Senior Joey Maran has been going to bars for a year and a half and said he likes to go just before midnight so he can have some time to enjoy himself before the rush comes in. Maran is a bartender at The Nines in Collegetown, so he experiences the scene from both sides of the bar.

“As far as the social aspect of going to a bar, it has become the norm for people to go out later,” he said. “Going to the bar has also become a way to end the night rather than a way to have your night. I think that people are drinking to excess. People are not going for one drink, they are going down for a bunch of drinks in a short period of time to try and get the best bang for your buck.”

Kerr said the pregame culture is something growing more popular in the current college generation, largely due to economic pressures that weren’t present in the previous generation.

“That’s sort of the poor economic outlook of young people today,” he said. “It seems to be dampening their drinking or partying behavior.”

Senior Nina Davidson said she likes to pregame before going to the bars so she can save money.

“People have been drinking for a couple of hours [before going to the bars], and then they want to change up the night,” Davidson said.

Leonardo said because students have been pregaming more before going out, he has had to kick out more people over the past three years for being more rowdy and out of control.

“Kids have always got drunk and acted not on the best of behavior, which is understandable in the environment I grew up in, and I understand that, but it seems to be getting worse and worse,” Leonardo said. “I think it’s just because kids don’t know how to drink, they don’t know how to handle themselves when they’re drinking.”
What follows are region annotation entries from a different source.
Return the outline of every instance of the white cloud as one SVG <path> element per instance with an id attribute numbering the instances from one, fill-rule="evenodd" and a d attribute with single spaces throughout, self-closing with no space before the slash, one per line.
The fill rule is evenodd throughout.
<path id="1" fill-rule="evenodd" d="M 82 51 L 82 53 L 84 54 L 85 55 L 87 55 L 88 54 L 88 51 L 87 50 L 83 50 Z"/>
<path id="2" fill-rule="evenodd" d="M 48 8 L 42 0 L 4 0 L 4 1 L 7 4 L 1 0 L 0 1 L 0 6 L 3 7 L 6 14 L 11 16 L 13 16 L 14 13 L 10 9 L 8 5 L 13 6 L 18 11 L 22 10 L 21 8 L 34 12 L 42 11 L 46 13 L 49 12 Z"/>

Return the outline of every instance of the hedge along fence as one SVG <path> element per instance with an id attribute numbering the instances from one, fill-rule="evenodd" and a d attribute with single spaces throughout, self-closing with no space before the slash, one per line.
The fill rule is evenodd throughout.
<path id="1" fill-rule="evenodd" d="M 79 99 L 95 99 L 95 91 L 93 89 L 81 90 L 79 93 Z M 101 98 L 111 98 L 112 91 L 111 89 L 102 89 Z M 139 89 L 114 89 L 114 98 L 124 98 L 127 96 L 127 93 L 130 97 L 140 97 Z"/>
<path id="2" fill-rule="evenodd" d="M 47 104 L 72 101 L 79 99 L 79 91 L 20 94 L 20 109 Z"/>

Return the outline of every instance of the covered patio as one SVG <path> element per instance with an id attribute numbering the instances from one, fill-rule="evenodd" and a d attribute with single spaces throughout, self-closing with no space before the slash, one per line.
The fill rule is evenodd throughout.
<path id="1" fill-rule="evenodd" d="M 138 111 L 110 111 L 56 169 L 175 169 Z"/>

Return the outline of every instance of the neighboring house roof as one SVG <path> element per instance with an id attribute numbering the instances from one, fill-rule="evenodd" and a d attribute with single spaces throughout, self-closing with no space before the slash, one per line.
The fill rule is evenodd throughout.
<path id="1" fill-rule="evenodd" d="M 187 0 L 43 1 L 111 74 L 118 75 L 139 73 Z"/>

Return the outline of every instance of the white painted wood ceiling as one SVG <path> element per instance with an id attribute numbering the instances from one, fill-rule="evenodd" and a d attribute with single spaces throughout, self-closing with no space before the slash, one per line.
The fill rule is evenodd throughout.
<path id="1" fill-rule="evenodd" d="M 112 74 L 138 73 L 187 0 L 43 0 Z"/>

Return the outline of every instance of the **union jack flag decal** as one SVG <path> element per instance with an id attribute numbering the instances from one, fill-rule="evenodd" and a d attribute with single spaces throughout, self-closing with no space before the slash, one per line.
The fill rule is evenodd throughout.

According to Kerr, the generational interest in drinking beer is decreasing and the interest in wine and spirits is increasing. The American Freshman Survey, a study conducted by the Higher Research Institute at UCLA, reported that 35.4 percent of 2011 incoming freshmen were beer-drinkers. The 2010 freshman class, however, contained 8 percent more beer drinkers, and the 1982 class had 52 percent more than today’s freshmen. This was just before the drinking age was raised from 18 to 19.

Tommy Boles, owner of 2nd Floor Bar, which is located on The Commons, has been in business for six years, and though he took a small hit during the 2008 recession, business is beginning to pick up again. 2nd Floor Bar is a popular bar for students from the college and is packed with students after midnight every weekend. Boles, who worked in Micawbers Pub before it shut down a couple of years ago, said he sees students who have trouble handling themselves during a night of drinking.

“Kids aren’t being introduced to drinking when they are younger, and no matter what, it is going to become available,” said Boles. “A lot of these kids are not prepared.”

The Palms’ lease ends at the end of the month and the property has already been sold to a contractor. Leonardo said that alumni of old who have feelings of nostalgia for the Palms have been making pilgrimages back to the old watering hole to have one last drink in a place full of history.